Roman, a Polish teenager and recent immigrant, was barely keeping his head above water in his new country. Now he is in the worst trouble of his short life.
Roman’s mother, Rosa is at her employer’s side. Tobias was very good to her and she cannot believe her life has come to this point. Her son is a criminal and Tobias is fading fast.
There’s a lot going in this book with the back narrative of Tobias during the war years, the shared past of Cillian and Martha, the struggles of young Roman and the present day robbery aftermath. Any one of these plotlines could serve as separate novels. Being put together in one work however, the subplots all seemed combative and fighting for space. In particular, the historical narrative of Tobias has a different style to the more recent scenes set in Ireland; there was much here that could be drawn and sculpted into a solid standalone work.
Author Ciara Geraghty has written a book filled with culturally diverse characters who have all come to be in the same part of Ireland at the same time. It feels a little “over stuffed” in its efforts to cover all identity bases. Despite the depth of their troubles it was also a little difficult finding someone to identify and care too much about in THIS IS NOW. The character of the police officer, Cillian, is perhaps the most realistically drawn. With his compassionate and accepting nature (really to his own detriment); he is also the most positive when the other players all have rather bleak outlooks.
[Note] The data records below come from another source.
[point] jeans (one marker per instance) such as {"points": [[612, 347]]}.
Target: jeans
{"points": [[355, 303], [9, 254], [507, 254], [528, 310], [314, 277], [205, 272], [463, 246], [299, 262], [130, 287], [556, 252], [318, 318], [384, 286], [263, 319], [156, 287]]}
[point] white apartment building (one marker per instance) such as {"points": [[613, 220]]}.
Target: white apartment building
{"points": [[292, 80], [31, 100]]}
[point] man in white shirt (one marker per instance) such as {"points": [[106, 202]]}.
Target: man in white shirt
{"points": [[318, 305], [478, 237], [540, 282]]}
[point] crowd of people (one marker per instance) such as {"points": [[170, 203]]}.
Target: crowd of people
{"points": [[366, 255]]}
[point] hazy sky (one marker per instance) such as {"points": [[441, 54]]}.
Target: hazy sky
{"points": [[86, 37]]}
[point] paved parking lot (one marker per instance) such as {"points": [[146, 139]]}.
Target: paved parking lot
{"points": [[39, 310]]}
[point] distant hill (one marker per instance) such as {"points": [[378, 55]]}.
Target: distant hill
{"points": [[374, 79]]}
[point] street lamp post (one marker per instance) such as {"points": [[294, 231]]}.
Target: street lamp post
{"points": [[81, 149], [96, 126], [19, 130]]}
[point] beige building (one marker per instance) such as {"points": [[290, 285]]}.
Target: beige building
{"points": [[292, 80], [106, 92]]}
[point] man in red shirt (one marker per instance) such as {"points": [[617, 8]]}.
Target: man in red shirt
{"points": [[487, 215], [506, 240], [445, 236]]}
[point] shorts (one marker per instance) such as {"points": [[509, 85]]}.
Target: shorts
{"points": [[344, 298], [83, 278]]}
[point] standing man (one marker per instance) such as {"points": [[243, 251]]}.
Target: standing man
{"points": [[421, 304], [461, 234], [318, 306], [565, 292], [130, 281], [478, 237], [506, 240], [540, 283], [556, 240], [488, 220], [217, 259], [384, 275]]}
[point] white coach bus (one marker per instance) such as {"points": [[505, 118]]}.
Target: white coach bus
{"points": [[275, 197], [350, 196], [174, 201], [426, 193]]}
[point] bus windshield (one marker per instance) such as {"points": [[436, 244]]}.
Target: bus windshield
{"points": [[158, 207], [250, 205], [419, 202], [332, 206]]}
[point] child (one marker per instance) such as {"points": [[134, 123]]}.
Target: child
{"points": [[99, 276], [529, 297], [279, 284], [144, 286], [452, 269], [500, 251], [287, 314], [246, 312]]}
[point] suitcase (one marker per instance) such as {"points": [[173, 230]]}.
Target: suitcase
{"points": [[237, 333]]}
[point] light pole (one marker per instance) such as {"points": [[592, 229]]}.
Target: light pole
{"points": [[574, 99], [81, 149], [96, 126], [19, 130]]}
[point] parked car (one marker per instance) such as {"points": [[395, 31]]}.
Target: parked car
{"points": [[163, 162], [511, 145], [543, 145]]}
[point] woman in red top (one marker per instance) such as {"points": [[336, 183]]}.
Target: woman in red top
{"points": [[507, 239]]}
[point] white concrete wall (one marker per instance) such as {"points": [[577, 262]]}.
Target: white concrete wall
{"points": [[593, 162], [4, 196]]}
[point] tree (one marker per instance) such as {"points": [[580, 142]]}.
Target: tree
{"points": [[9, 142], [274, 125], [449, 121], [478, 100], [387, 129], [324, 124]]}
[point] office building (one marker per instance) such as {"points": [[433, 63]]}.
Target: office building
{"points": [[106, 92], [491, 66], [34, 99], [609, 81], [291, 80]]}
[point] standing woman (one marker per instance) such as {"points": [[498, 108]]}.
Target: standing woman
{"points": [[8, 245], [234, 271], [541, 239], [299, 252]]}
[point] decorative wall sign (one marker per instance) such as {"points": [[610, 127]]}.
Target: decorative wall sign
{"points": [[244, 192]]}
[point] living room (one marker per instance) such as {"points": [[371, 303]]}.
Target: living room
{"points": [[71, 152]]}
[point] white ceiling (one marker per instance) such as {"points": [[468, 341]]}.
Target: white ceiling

Sometimes you can just feel like reading a drama novel where not everyone ends up in a happy place and the author includes in her novel just enough light comedy, mostly around Martha and her drinking, to lift the novel out of the gloom when it needs to see some light. There are some good take home messages from THIS IS NOW about rising above, pushing through adversity and finding an acceptable level of happiness that you can live with.